WHAT’S IN YOUR BASEMENT?
By Arthur V. Evans
While moving some bags of potting soil on the front porch a few years back, I discovered a gathering of variously sized leggy and very nervous creatures. Their pale bodies, not quite reaching an inch in length, appeared to be brown banded, supported by long legs mottled with patches of gray and rust. Their long, hair-like antennae waved nervously about as I knelt down for a closer look. At first glance, they looked decidedly spidery in appearance. They scampered easily up, over, and around vertical surfaces of concrete, brick, and paneling and quickly disappeared into the nearby shrubbery. I had stumbled upon a congregation of camel crickets popularly known as greenhouse stone crickets, Diestrammena asynamora.
Greenhouse stone crickets are distinguished from other camel crickets in eastern North America by their decided preference for urban surroundings and a pair of small, closely set horns located between the bases of the antennae. Their long antennae—which may exceed three-times the body length—combined with long legs, may fool some people into thinking that they are spiders. In fact, some people call them “spider crickets.”
Their powerful jumping legs can launch them up to four feet in the air. Mature females have a long, swordlike egg-laying tube, or ovipositor that they use to deposit several hundred eggs in the soil in spring. The eggs take about two or three months to hatch. The young, wingless crickets strongly resemble the adults but are smaller in size. Once mature, the adults live for about a year. Greenhouse stone crickets overwinter as either nymphs or adults.

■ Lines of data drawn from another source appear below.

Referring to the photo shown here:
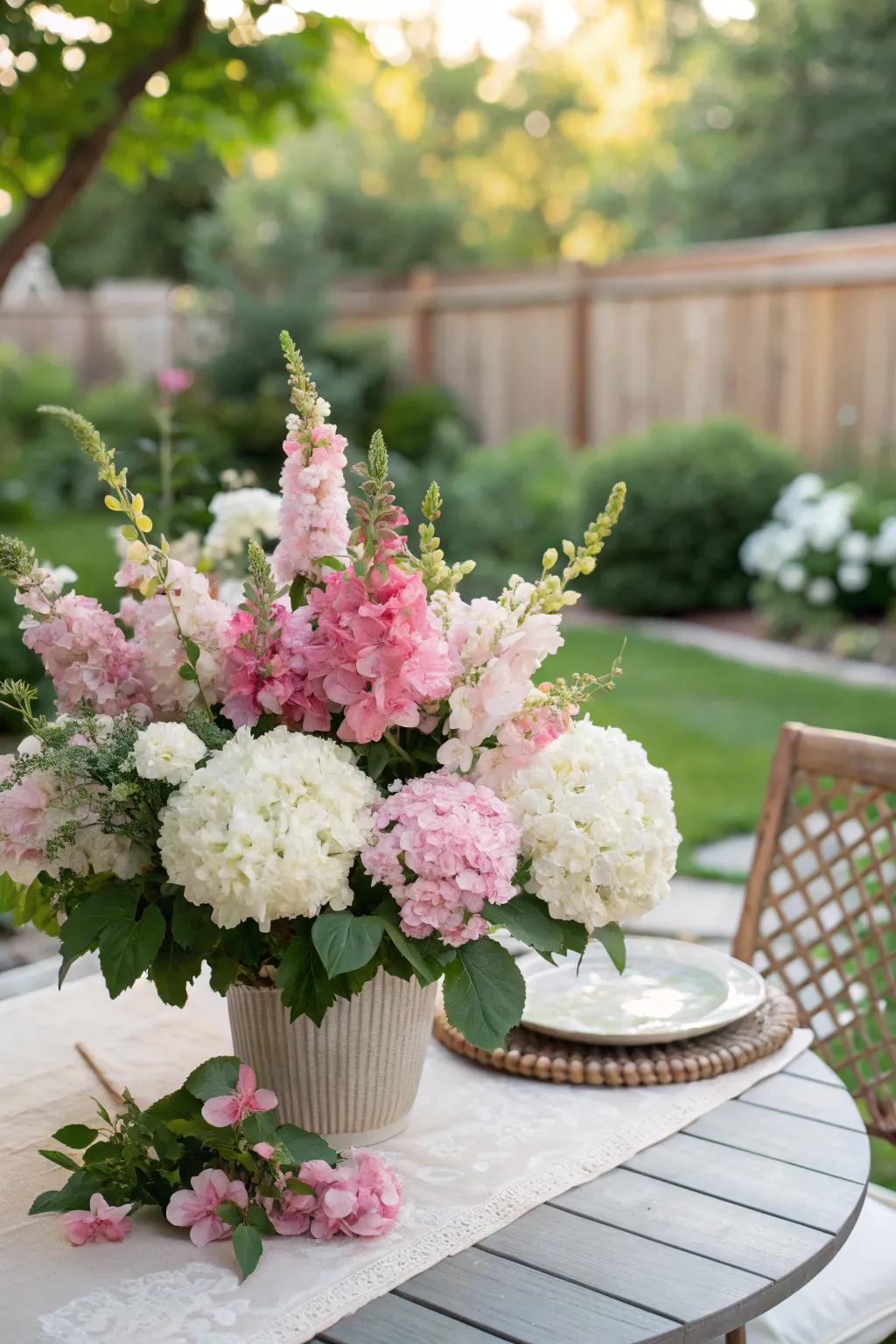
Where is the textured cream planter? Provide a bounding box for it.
[227,970,437,1148]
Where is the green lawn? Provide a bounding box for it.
[545,626,896,871]
[16,508,118,605]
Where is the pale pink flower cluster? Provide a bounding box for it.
[475,698,577,793]
[221,605,331,732]
[22,592,145,715]
[60,1195,131,1246]
[117,559,234,719]
[0,739,148,886]
[203,1065,276,1129]
[165,1166,248,1246]
[437,578,563,772]
[302,561,455,742]
[361,774,520,948]
[274,424,351,584]
[287,1148,402,1241]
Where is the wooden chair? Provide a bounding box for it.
[725,714,896,1344]
[733,714,896,1144]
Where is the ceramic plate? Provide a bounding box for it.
[520,938,766,1046]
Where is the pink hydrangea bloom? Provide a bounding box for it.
[22,592,144,715]
[299,1148,402,1241]
[116,559,234,719]
[203,1065,276,1126]
[0,755,52,886]
[165,1166,248,1246]
[156,368,195,396]
[60,1195,131,1246]
[304,561,455,742]
[221,605,331,732]
[274,424,351,584]
[361,774,520,948]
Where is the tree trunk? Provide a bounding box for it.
[0,0,206,286]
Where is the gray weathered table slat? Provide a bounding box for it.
[316,1055,869,1344]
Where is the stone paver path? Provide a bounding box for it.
[564,607,896,690]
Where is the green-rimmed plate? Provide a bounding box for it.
[520,938,766,1046]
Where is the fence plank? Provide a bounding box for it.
[336,226,896,468]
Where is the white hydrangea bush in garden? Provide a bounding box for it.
[740,472,896,640]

Greenhouse stone crickets belong to the family Rhaphidophoridae. Raphidophorids are commonly known as camel crickets because of their hump-backed appearance. They are also called cave crickets because they are often found living in and around the entrances of caves. However, they are equally at home in crevices, hollow trees, and basements, or under logs and stones. Strictly nocturnal, greenhouse stone crickets venture out during the day only when disturbed. Without wings or other sound-producing structures, these crickets never contribute to the evening chorus. However, some camel crickets are thought to drum their abdomens on the substrate in an effort to attract mates.
Some of the 200 or so species of camel and cave crickets known to occur in North America originally hail from other parts of the world. An immigrant from China, the greenhouse stone cricket first became established in the warm, moist greenhouses throughout much of Europe and North America, and is now cosmopolitan.
During heavy rains, or hot, dry days, greenhouse stone crickets will invade garages, sheds, and basements, often assembling by the dozens or hundreds. Indoors, the crickets are attracted to dark, humid spaces, such as those afforded by bathrooms and laundry rooms. Clothing and linens stored in these areas may be damaged if persistent populations of these crickets cannot find suitable plant food nearby.
Outdoors, they are commonly found on the ground, beneath stones and logs, or in piles of firewood. Areas overgrown with ivy and other ground covers provide excellent hiding places for them. Greenhouse stone crickets feed on living plants and small insects. In greenhouses, these crickets will eagerly consume seedling, flowers, seeds, or young leaves, but they seldom cause serious damage to plants. They will also scavenge other plant and animal materials.
As you read this, you can take comfort in the fact that right now, somewhere in the bowels of your basement or elsewhere on your property, these sociable creatures are quietly taking refuge. Whether we like it or not, our steady supplies of food and water, served up in artificially warmed environments, have made it possible for these curious creatures to become a regular part of our lives.